NumPy arrays store homogeneous data in contiguous memory. This enables vectorized operations that are 10-100x faster than Python loops.
Creating Arrays
import numpy as np
# From a list
arr = np.array([1, 2, 3, 4, 5])
# Ranges
arr = np.arange(0, 10, 2) # [0, 2, 4, 6, 8]
# Zeros, ones
zeros = np.zeros(5) # [0, 0, 0, 0, 0]
ones = np.ones((3, 4)) # 3x4 matrix of ones
# Random
random_arr = np.random.rand(5) # Uniform [0, 1)
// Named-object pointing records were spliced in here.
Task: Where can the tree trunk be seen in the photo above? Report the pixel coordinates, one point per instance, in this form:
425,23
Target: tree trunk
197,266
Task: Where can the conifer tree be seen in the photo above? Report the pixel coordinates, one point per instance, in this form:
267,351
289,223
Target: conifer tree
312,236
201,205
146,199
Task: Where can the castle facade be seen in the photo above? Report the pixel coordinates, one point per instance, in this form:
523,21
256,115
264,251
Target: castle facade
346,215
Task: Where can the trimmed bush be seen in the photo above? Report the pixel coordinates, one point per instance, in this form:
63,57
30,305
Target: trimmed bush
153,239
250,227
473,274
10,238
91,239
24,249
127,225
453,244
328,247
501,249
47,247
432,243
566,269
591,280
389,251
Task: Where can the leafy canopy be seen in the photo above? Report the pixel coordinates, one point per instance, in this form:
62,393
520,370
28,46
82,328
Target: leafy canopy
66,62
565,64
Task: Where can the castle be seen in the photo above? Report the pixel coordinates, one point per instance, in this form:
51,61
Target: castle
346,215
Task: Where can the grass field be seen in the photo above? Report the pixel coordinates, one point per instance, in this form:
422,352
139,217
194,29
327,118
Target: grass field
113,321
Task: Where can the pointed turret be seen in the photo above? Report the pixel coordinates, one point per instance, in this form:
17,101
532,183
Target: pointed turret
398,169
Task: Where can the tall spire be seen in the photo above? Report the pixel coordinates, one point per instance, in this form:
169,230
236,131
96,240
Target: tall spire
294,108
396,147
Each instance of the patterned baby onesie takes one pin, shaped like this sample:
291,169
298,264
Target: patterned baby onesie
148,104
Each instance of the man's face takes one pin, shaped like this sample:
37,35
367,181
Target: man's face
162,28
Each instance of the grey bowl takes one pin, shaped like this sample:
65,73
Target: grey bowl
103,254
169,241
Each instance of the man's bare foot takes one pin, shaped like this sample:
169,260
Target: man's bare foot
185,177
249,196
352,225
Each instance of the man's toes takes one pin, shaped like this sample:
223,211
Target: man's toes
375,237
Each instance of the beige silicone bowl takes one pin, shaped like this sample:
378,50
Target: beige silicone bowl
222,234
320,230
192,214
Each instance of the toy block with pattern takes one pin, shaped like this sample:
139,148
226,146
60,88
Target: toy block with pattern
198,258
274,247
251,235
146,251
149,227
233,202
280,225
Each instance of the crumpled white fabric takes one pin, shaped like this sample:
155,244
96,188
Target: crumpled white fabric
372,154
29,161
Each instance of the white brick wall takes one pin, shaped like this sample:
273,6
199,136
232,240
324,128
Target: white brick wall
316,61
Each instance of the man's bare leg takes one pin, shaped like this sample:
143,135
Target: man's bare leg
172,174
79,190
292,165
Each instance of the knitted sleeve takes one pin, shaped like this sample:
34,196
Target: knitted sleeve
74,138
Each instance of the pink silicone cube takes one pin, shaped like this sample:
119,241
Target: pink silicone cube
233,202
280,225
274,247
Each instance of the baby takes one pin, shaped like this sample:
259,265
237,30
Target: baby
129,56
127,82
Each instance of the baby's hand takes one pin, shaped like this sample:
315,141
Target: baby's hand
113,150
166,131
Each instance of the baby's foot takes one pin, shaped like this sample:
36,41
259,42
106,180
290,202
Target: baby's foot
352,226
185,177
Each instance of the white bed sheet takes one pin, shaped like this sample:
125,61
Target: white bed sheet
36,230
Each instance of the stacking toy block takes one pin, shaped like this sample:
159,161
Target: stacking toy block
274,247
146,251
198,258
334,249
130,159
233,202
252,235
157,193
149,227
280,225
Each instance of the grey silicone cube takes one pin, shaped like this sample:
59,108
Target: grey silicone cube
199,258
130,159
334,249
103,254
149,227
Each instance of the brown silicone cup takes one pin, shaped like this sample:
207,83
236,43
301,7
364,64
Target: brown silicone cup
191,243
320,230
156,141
random_normal = np.random.randn(100) # Standard normal
random_ints = np.random.randint(0, 10, 5) # 5 random ints [0, 10)
Array Attributes
arr = np.array([[1, 2, 3], [4, 5, 6]])
print(arr.shape) # (2, 3)
print(arr.ndim) # 2
print(arr.size) # 6
print(arr.dtype) # int64
Indexing
arr = np.array([10, 20, 30, 40, 50])
print(arr[0]) # 10
print(arr[-1]) # 50
print(arr[1:4]) # [20, 30, 40]
# 2D indexing
matrix = np.array([[1, 2, 3], [4, 5, 6], [7, 8, 9]])
print(matrix[0, 0]) # 1 (first row, first column)
print(matrix[1, :]) # [4, 5, 6] (entire second row)
print(matrix[:, 2]) # [3, 6, 9] (entire third column)
Local verification checkpoint
Run the smallest example from this chapter in a local workspace and record the package version, runtime, data path, and observed output. If the result depends on model size, vector count, CPU/GPU backend, or available memory, note that constraint beside the exercise so the lesson remains reproducible.
Create a 2D NumPy array representing embeddings for 3 words, each with 4 dimensions. Print the shape, access the second row, and extract the last dimension from all rows.